Deadwood Rising  

There are so many english language definitions of "deadwood" from playing cards that are discarded in card games to the literal dead branches on trees which bonsai artists encourage so as to simulate age and maturity.  Then there is the obvious fifth wheel; someone or something that is unwanted and unneeded.  Deadwood is a term that is often used to describe usually older employees resistant to change; who like it the way it was and don't move as perhaps they still have to pay off the mortgage on their summer house before they retire.  Then there is the pins that are knocked down in the sport of indoor bowling or a baseball or cricket bat that cracks from repeated hitting and becomes unusable. 

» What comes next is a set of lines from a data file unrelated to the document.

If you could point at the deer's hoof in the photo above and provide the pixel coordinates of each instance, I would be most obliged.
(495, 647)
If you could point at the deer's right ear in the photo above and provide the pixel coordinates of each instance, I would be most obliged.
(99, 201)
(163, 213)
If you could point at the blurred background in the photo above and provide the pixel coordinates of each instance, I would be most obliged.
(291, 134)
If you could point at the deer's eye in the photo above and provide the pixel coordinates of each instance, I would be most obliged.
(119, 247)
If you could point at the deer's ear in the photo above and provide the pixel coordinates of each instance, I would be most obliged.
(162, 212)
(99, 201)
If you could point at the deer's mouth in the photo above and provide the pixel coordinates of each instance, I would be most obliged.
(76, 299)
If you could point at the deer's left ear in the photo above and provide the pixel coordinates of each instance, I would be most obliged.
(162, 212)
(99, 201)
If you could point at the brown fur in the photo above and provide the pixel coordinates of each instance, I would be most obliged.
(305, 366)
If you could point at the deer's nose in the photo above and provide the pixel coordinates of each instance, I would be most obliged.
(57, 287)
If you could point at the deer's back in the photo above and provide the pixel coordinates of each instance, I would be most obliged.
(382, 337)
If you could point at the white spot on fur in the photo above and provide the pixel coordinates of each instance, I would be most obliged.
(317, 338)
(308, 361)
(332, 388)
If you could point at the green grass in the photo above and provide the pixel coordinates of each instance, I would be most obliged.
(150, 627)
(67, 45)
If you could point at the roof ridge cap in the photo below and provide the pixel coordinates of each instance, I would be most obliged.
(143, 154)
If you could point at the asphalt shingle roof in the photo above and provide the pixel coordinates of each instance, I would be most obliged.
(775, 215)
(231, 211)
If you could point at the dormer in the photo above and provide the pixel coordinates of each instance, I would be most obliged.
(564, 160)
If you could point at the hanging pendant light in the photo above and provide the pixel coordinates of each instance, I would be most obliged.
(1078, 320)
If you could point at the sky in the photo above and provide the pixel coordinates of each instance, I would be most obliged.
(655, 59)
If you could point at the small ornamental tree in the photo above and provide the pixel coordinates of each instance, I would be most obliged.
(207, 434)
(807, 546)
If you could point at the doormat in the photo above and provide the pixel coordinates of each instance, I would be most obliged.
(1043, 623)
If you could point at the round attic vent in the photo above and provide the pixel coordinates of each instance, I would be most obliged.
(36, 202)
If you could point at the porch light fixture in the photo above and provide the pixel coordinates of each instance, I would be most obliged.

Deadwood is also a place, a town in South Dakota USA which was the setting for the recent popular HBO television drama about the growth of a western frontier town.  While closer to home deadwood so prolific in our bush is a powerful fuel in the ever more extreme wildfires.  It is fire that so effectively destroys wood but even this extreme condition which is increasing in frequency must run a distant second to the machine like efficiently humans have managed to consume.  

Alex Rizkalla uses the discarded and devalued associations of deadwood referenced in the title of this exhibition to an installation of patterned arrangements of many ornamental wooden objects.  These wooden objects range from familiar salad bowls and spoons to obscure and idiosynchratic souveniers as well as authentic local hand crafts from the four corners of the earth.  All these objects have been predominantly acquired at market stalls and charity shops in the local environs of Melbourne.  And this is just the wood collection.  Or some of it anyway.  

The souvenir objects purpose and meaning has always been about display, primarily as a display of cultural exchange.  Most of these objects were most likely acquired in foreign places and bought home with the purpose of triggering memories of the experience of travel directly associated with its material origins.  Rizkalla engages with modes of display that both abstract the objects into formal patterns and use placement and association to strange effect in creating the grander yet tragic narrative the objects embody.